Two regional bank managers who spoke with MEE on condition of anonymity said their banks had already closed all mortgages denominated in US dollars.
"Everyone has paid off their debt. Only in Lebanon," one bank mangaer told MEE. "We are in a financial crisis with no foreclosures. I wish I had a mortgage."
Those who borrowed in Lebanese pounds have seen their debt practically evaporate. The impoverished Mediterranean country's currency has lost more than 95 percent of its value against the US dollar. But Lebanon has not created a uniform exchange rate.
One result of this is that loans in Lebanese pounds have been frozen at the government’s official rate before the crisis, 1,500 pounds to the dollar, even as a dollar fetches about 35,000 pounds on the black market.
For 60-year-old businessman Nabih*, who lives in Beirut's Aisha Bakkar neighbourhood, that means a 97 percent drop in his mortgage payment.
"I used to pay the equivalent of 4,000 USD a month in Lebanese pounds, now I pay $120 a month," he said.
Nabih has already paid off mortgages he took out for two rental apartments before the crisis, but the bank has prevented him from closing the balance on the remaining one. "I never deposited with the banks. I always borrowed. In this crisis, those who borrowed have all the luck."
To be sure, those profiting from what is a debt forgiveness bonanza are in the minority as the country experiences an economic meltdown. Food and medicine are running short amid hyperinflation. More than two-thirds of Lebanese are living in poverty.
Real estate prices in Lebanon have also dropped on average nationally between 40 and 50 percent since the crisis, somewhat reducing the impact of effective mortgage discounts.
"For the normal Lebanese person whose salary is in Lebanese Lira, that person couldn't afford to close their loan," Leila Dagher, an associate professor in the Department of Economics at the American University of Beirut, told MEE.
Most people in Lebanon are paid in the local currency. At the current black market exchange rate, the national monthly minimum wage hovers at about $25 a month, down from $475 before the crisis.

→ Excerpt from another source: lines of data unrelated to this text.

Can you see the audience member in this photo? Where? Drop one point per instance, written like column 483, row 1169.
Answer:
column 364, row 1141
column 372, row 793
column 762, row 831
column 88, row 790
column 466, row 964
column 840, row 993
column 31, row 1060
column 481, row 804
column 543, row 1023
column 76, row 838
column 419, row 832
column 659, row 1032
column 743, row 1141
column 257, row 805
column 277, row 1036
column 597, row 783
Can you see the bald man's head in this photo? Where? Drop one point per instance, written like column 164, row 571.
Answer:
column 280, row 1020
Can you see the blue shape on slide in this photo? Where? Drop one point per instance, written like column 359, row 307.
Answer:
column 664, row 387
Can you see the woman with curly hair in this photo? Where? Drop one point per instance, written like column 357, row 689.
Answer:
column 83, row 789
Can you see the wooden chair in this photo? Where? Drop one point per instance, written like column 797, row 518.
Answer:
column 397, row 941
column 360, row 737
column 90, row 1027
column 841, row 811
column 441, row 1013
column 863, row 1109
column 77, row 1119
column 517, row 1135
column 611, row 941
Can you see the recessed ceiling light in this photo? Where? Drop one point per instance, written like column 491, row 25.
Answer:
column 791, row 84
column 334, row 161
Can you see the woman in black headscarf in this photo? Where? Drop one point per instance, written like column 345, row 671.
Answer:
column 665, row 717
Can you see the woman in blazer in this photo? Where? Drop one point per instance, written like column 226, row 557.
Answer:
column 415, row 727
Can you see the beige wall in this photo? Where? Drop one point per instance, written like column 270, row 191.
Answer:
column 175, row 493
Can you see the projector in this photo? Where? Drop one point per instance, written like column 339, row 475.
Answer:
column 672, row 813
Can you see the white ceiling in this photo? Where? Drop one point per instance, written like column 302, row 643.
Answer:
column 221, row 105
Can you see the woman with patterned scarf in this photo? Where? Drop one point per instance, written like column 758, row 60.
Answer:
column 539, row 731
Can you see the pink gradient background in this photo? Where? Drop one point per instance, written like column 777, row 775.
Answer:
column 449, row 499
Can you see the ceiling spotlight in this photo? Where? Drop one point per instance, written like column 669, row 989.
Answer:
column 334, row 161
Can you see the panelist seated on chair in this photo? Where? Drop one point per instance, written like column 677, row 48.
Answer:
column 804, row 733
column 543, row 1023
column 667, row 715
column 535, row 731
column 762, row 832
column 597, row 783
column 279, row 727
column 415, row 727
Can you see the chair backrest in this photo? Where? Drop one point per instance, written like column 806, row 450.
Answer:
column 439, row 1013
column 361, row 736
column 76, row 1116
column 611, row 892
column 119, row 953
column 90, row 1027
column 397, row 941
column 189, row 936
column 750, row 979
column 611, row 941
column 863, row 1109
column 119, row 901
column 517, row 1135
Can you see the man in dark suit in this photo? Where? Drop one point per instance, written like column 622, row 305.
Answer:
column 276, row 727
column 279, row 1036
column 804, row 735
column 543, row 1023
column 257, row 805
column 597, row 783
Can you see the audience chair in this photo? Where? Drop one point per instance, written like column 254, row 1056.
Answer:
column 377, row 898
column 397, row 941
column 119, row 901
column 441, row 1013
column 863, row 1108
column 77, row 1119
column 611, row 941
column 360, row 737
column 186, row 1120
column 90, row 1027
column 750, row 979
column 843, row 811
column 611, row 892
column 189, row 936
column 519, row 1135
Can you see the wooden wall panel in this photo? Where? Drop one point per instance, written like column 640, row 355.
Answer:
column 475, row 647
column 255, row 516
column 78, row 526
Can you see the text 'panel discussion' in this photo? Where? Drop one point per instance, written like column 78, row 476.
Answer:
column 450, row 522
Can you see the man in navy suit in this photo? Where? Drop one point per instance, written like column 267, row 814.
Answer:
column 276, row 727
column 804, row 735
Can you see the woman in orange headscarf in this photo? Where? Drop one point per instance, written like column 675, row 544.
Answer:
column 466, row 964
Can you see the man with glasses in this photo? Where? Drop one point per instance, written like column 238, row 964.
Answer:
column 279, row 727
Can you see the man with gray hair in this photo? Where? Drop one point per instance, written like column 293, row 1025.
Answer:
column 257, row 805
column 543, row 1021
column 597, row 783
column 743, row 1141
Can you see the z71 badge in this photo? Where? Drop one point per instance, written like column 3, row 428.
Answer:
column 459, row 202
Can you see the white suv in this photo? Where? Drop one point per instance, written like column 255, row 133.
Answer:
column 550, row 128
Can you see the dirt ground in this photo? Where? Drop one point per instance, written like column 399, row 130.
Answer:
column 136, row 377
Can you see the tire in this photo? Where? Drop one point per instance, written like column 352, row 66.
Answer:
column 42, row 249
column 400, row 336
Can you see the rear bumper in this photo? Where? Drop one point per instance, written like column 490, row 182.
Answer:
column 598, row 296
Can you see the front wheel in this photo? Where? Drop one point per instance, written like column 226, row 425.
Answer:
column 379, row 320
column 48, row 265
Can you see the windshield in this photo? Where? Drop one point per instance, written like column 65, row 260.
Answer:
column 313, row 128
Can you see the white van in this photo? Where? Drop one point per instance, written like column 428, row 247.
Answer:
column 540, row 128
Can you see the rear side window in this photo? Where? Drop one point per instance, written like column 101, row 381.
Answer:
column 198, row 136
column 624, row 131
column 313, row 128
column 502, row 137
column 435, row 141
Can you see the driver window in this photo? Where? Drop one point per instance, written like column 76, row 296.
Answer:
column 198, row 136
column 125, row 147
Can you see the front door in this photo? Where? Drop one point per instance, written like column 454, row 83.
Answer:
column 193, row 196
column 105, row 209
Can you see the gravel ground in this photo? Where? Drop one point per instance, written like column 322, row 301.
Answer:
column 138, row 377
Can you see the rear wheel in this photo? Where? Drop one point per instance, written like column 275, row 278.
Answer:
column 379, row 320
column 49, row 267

Still, those who worked in the private sector, or have access to remittances from abroad, are still trying to take advantage of the currency's collapse.
Lynn, a 35-year-old unemployed bank teller wants to settle her car loan, which cost her $322 a month before the crisis.
"Today, I pay 600,000 Lebanese pounds [about $18 a month]. I haven't managed to pay it off in full because the bank says settlements are reserved for personal loans," she said.
Some Lebanese in the private sector have been able to obtain salaries split between lira and dollars. The diaspora has also historically supported the economy with remittances, which totaled $6.2bn in 2021 - or 32.9 percent of the country's GDP - according to the World Bank.
But a study by the American University of Beirut released in August revealed that only 13 percent of 971 households sampled had access to fresh dollars.
"Borrowers have only benefited from the currency devaluation if they have access to fresh dollars and it's very few," Dagher said.
Lebanese from abroad who have managed to live and work remotely back in their home country have also benefited, especially those with a US salary.
Maria*, 28, who works in communications, splits her time between Washington DC and her hometown of Jounieh. She settled a loan originally valued at $15,000 before the crisis on her Audi A3 for $2,000.
Like others who spoke with MEE for this article, she asked that her name be withheld. "I wouldn't want people to know I took advantage of the situation," she said.